Cambio de hora
Con el cambio de hora ocurre como con tantas cosas en la vida: que junto a las ventajas, tiene inconveniencias.[…]
Con el cambio de hora ocurre como con tantas cosas en la vida: que junto a las ventajas, tiene inconveniencias. Cuál de ellas prevalece dependerá del ánimo y carácter de las personas. Yo diría que están equilibradas, pero ¿quién no sintió ayer el placer de despertarse con luz en vez de con la noche cerrada de días anteriores? Aparte de que se nos regalaba el más precioso de los obsequios: una hora, al componerse la vida de tiempo, aunque, por desgracia, no lo apreciamos como se merece.
Claro que todo eso lo pagaremos a comienzos de la próxima primavera, cuando nos quiten esa hora que ayer nos dieron, al andar un poco despistados en cuanto a citas y comidas y tener trastornado el sueño durante un par de días, pero «no hay nada gratis en este mundo», según el refrán norteamericano (aunque ellos dicen «lunch», almuerzo), que también podría traducirse por «todo placer termina pagándose», como si la ley de la gravedad o equilibrio universal rigiera no sólo la Física sino también las humanas emociones.

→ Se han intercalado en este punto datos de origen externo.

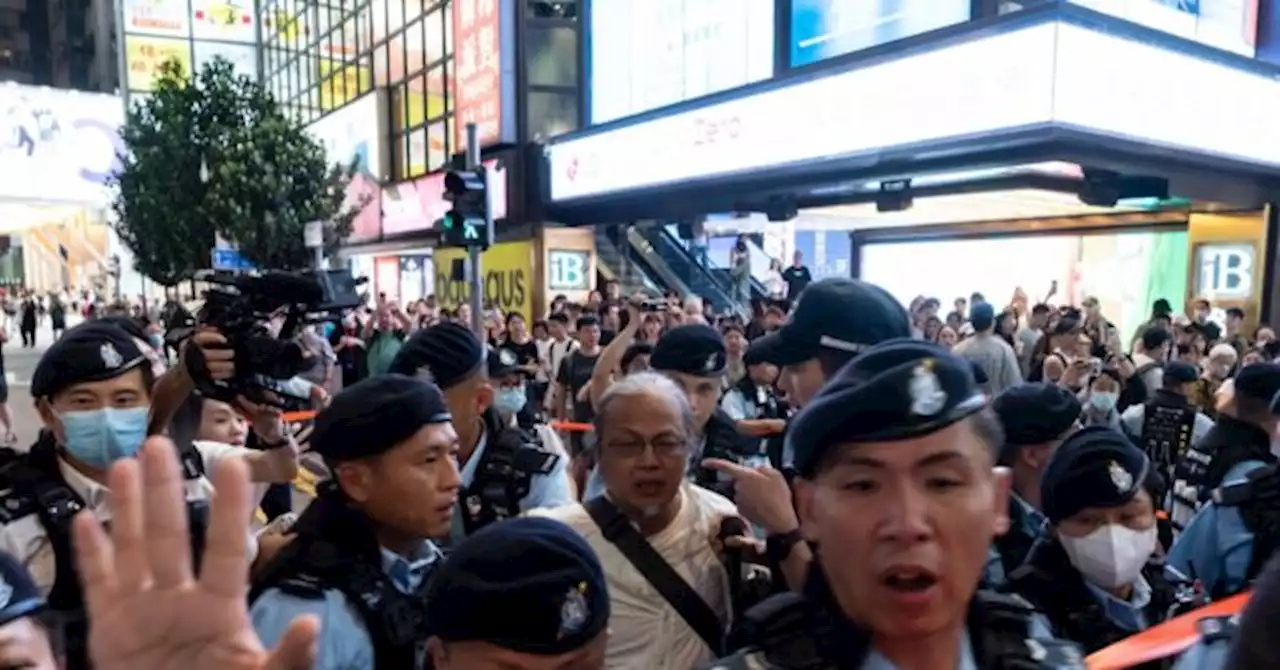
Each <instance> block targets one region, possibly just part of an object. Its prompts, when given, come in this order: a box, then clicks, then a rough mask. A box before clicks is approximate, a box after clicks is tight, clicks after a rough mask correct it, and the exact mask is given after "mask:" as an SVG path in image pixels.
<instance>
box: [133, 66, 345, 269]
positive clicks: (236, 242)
mask: <svg viewBox="0 0 1280 670" xmlns="http://www.w3.org/2000/svg"><path fill="white" fill-rule="evenodd" d="M122 135H123V138H124V145H125V147H127V155H124V156H122V163H123V165H124V168H123V170H122V172H120V173H119V174H118V177H116V186H118V192H116V197H115V201H114V204H113V208H114V210H115V214H116V217H115V218H116V222H115V228H116V232H118V234H119V236H120V240H122V242H124V245H125V246H128V247H129V250H131V251H133V256H134V266H136V268H137V269H138V272H141V273H143V274H146V275H147V277H150V278H151V279H154V281H156V282H159V283H161V284H165V286H173V284H174V283H177V282H178V281H180V279H183V278H186V277H189V275H191V273H192V272H193V270H197V269H202V268H209V263H210V257H209V256H210V250H211V249H212V247H214V242H215V234H220V236H221V237H223V238H225V240H228V241H230V242H233V243H236V245H237V246H238V247H239V252H241V255H242V256H244V257H246V259H247V260H250V261H251V263H253V264H255V265H257V266H260V268H271V269H300V268H306V266H310V265H311V259H312V254H311V251H310V250H307V249H306V246H305V243H303V240H302V233H303V229H305V227H306V224H307V222H312V220H323V222H326V227H325V245H326V251H329V252H333V251H335V250H337V247H338V246H339V245H340V243H342V242H343V240H346V237H347V236H348V234H351V225H352V220H353V219H355V217H356V214H357V213H358V211H360V206H361V205H362V204H364V202H357V204H356V205H355V206H347V208H344V205H343V202H344V200H346V192H347V186H348V183H349V181H351V176H352V172H353V168H344V167H342V165H334V164H330V163H329V161H328V160H326V158H325V150H324V147H323V146H320V143H319V142H317V141H316V140H314V138H312V137H311V136H310V135H308V133H307V132H306V129H305V127H303V126H302V123H301V122H300V120H298V119H296V118H293V117H291V115H288V114H285V113H284V111H283V110H282V109H280V106H279V105H278V104H276V101H275V99H274V96H271V94H270V92H269V91H266V90H265V88H264V87H262V86H260V85H259V83H257V82H253V81H252V79H250V78H247V77H237V76H236V72H234V69H233V67H232V64H230V63H228V61H225V60H223V59H214V60H212V61H211V63H209V64H206V65H205V67H204V68H202V69H201V72H200V73H198V74H197V76H196V77H195V78H193V79H188V78H187V77H186V73H183V72H182V69H180V67H179V65H178V64H177V63H175V61H170V63H166V64H165V65H164V67H163V69H161V76H160V78H159V81H157V85H156V88H155V91H154V92H152V95H151V96H150V97H147V99H145V100H142V101H141V102H138V104H136V105H133V108H132V109H131V110H129V113H128V115H127V119H125V124H124V129H123V132H122Z"/></svg>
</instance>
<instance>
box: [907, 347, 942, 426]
mask: <svg viewBox="0 0 1280 670" xmlns="http://www.w3.org/2000/svg"><path fill="white" fill-rule="evenodd" d="M933 365H934V364H933V359H925V360H924V361H923V363H920V365H918V366H916V368H915V370H913V372H911V380H910V383H909V384H908V388H906V391H908V393H909V395H910V396H911V414H914V415H916V416H933V415H934V414H937V413H940V411H942V407H946V405H947V392H946V391H943V389H942V383H941V382H938V375H937V374H934V373H933Z"/></svg>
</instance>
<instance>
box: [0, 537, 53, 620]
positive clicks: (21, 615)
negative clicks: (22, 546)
mask: <svg viewBox="0 0 1280 670" xmlns="http://www.w3.org/2000/svg"><path fill="white" fill-rule="evenodd" d="M44 609H45V597H44V596H41V594H40V589H38V588H37V587H36V582H35V580H33V579H32V578H31V573H28V571H27V568H26V566H23V565H22V564H20V562H19V561H18V560H17V559H14V557H13V556H12V555H9V553H5V552H0V626H3V625H5V624H8V623H10V621H14V620H17V619H22V617H23V616H31V615H33V614H36V612H40V611H41V610H44Z"/></svg>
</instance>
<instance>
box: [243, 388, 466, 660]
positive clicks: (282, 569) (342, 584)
mask: <svg viewBox="0 0 1280 670" xmlns="http://www.w3.org/2000/svg"><path fill="white" fill-rule="evenodd" d="M457 443H458V437H457V433H456V432H454V429H453V425H452V423H451V415H449V409H448V406H447V405H445V401H444V396H443V393H442V392H440V389H439V388H436V387H435V386H433V384H430V383H429V382H425V380H422V379H416V378H410V377H404V375H398V374H388V375H379V377H372V378H369V379H365V380H362V382H360V383H357V384H355V386H351V387H347V388H346V389H343V391H342V392H340V393H338V395H337V396H334V398H333V401H332V402H330V404H329V406H328V407H325V409H323V410H320V413H319V414H317V415H316V420H315V428H314V430H312V433H311V448H312V451H315V452H316V453H319V455H320V456H321V457H323V459H324V460H325V465H328V468H329V470H330V471H332V473H333V479H330V480H326V482H323V483H321V484H320V486H317V487H316V491H317V496H316V498H315V500H314V501H312V502H311V505H310V506H307V509H306V511H305V512H303V514H302V516H301V518H298V520H297V521H296V523H294V524H293V527H292V528H291V529H289V530H288V533H287V535H285V539H287V543H284V546H283V547H282V548H278V551H276V552H275V553H274V555H273V556H264V559H266V560H268V562H266V565H265V568H264V569H262V570H261V571H260V573H259V575H257V578H256V579H255V583H253V588H252V589H251V592H250V602H251V603H252V605H251V611H250V614H251V616H252V620H253V628H255V629H256V630H257V634H259V637H261V638H262V641H264V642H265V643H266V644H268V646H269V647H270V646H274V644H276V643H278V642H279V641H280V639H282V638H283V637H284V634H285V632H287V630H288V626H289V624H291V623H292V621H293V619H294V617H296V616H298V615H305V614H310V615H314V616H315V617H316V619H319V623H320V629H321V633H320V641H319V646H317V655H316V665H315V667H317V669H320V670H326V669H346V667H378V669H389V670H394V669H404V670H416V669H421V667H425V658H426V644H425V641H426V637H428V630H426V628H425V620H426V619H425V614H426V578H428V575H429V574H430V571H431V570H433V569H434V568H435V565H436V562H438V561H439V559H440V556H442V555H440V551H439V550H438V548H436V547H435V544H433V543H431V541H430V538H434V537H445V535H448V532H449V521H451V519H452V516H453V507H454V505H456V501H457V496H458V489H460V484H461V479H460V477H458V468H457V460H456V453H457Z"/></svg>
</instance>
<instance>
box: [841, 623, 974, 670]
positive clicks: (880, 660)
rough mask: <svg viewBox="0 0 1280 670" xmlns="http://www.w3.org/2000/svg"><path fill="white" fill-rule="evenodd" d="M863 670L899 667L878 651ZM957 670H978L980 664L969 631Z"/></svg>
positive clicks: (885, 668)
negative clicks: (974, 657)
mask: <svg viewBox="0 0 1280 670" xmlns="http://www.w3.org/2000/svg"><path fill="white" fill-rule="evenodd" d="M861 670H897V666H896V665H893V664H892V662H890V660H888V658H886V657H883V656H881V653H879V652H878V651H876V650H872V652H870V653H869V655H868V656H867V661H864V662H863V669H861ZM955 670H978V662H977V661H974V660H973V644H972V643H970V642H969V632H968V630H965V633H964V637H963V638H961V639H960V662H959V664H956V669H955Z"/></svg>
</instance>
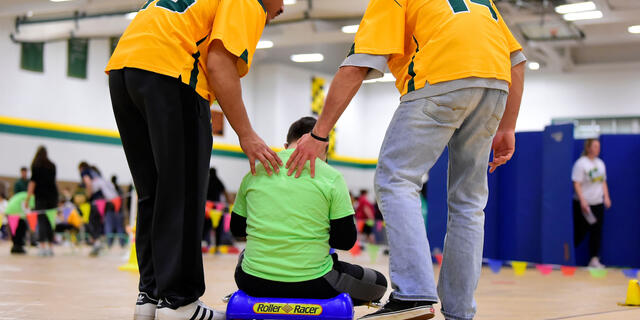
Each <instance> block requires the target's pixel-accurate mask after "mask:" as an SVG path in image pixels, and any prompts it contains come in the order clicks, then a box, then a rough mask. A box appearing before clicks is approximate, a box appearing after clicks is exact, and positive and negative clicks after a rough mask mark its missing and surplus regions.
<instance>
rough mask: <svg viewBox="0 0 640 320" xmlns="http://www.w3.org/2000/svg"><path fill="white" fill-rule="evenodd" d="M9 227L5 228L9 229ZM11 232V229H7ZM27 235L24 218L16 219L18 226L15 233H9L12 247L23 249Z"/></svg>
mask: <svg viewBox="0 0 640 320" xmlns="http://www.w3.org/2000/svg"><path fill="white" fill-rule="evenodd" d="M10 229H11V228H9V229H7V230H10ZM9 233H11V231H9ZM26 235H27V223H26V222H25V221H24V219H20V220H18V227H17V228H16V233H15V234H13V235H11V242H12V243H13V247H12V249H24V245H25V238H26Z"/></svg>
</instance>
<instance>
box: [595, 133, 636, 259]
mask: <svg viewBox="0 0 640 320" xmlns="http://www.w3.org/2000/svg"><path fill="white" fill-rule="evenodd" d="M600 142H601V145H602V151H601V154H600V158H602V161H604V163H605V166H606V168H607V184H608V186H609V193H610V195H611V203H612V206H611V209H610V210H606V211H605V213H604V226H603V231H602V247H601V250H600V252H601V258H602V263H603V264H605V265H608V266H609V265H610V266H624V267H634V268H640V250H638V245H639V244H640V232H638V230H639V229H640V135H603V136H601V137H600Z"/></svg>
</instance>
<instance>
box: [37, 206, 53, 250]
mask: <svg viewBox="0 0 640 320" xmlns="http://www.w3.org/2000/svg"><path fill="white" fill-rule="evenodd" d="M57 202H58V199H57V195H56V197H52V198H51V199H46V198H45V199H38V198H36V210H47V209H51V208H56V207H58V203H57ZM38 241H40V243H44V242H49V243H53V227H52V226H51V223H50V222H49V218H48V217H47V215H46V214H44V213H40V214H38Z"/></svg>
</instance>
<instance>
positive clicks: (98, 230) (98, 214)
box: [87, 204, 104, 241]
mask: <svg viewBox="0 0 640 320" xmlns="http://www.w3.org/2000/svg"><path fill="white" fill-rule="evenodd" d="M87 232H88V233H89V235H90V236H91V239H92V240H93V241H98V240H100V237H102V234H103V233H104V225H103V223H102V216H101V215H100V211H98V207H96V206H95V205H94V204H92V205H91V209H90V211H89V224H87Z"/></svg>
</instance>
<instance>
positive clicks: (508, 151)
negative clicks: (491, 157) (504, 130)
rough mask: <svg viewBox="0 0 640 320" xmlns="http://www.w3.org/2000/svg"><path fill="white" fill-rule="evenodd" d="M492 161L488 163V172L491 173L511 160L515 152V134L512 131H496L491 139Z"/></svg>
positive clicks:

Con ese cambio de hora, los burócratas de Bruselas, que reducen todo a números, habían decretado un horario de verano y otro de invierno por razones económicas: decían que iba a ahorrase energía al necesitarse tener menos luces encendidas. Unos cálculos más ajustados arrojan que el ahorro es mínimo: poco más de un 1 por ciento, dependiendo de países y costumbres. ¿Vale la pena los trastornos que causa? Con lo que entramos en un terreno más resbaladizo que el techo de deuda. Porque habrá personas, e incluso países, que quieran tener el mismo horario todo el año, mientras otros prefieran el cambio estacional. Una discusión que podría alargarse hasta el infinito, al haber argumentos para defender ambas posiciones. La decisión que va a tomarse, dejar que cada país lo decida, parece la más apropiada, pues el clima juega un papel importantísimo en la cuestión: no es lo mismo trabajar, comer y dormir a orillas del Mediterráneo que del Báltico, sin que calefacciones y aires acondicionados hayan conseguido igualar sus meteorologías. Aunque también hay que decir que, a veces, se pasa más frío en el Sur que en el Norte, pero eso depende ya de cómo estén organizados y regidos.
Es lo que temo de esta regulación: que pronto haya comunidades que «pidan su hora» -Cataluña y País Vasco, seguro-, aunque sólo sea para reforzar su hecho diferencial, a lo que seguirán las demás, armándose un lío monumental, pues habría distintas horas, no sólo entre Canarias y la Península, como actualmente, sino entre las distintas autonomías, con lo que habríamos hecho un pan como unas tortas, al tener que calcular desde las llamadas telefónicas a la fijación de citas, con las pérdidas de tiempo y los cabreos consiguientes. «Si algo funciona, no lo toques», dice otra máxima norteamericana. Lo malo es que estamos en la cultura del cambiar por cambiar, en lo que no quiero entrar, al tener debate de sobra.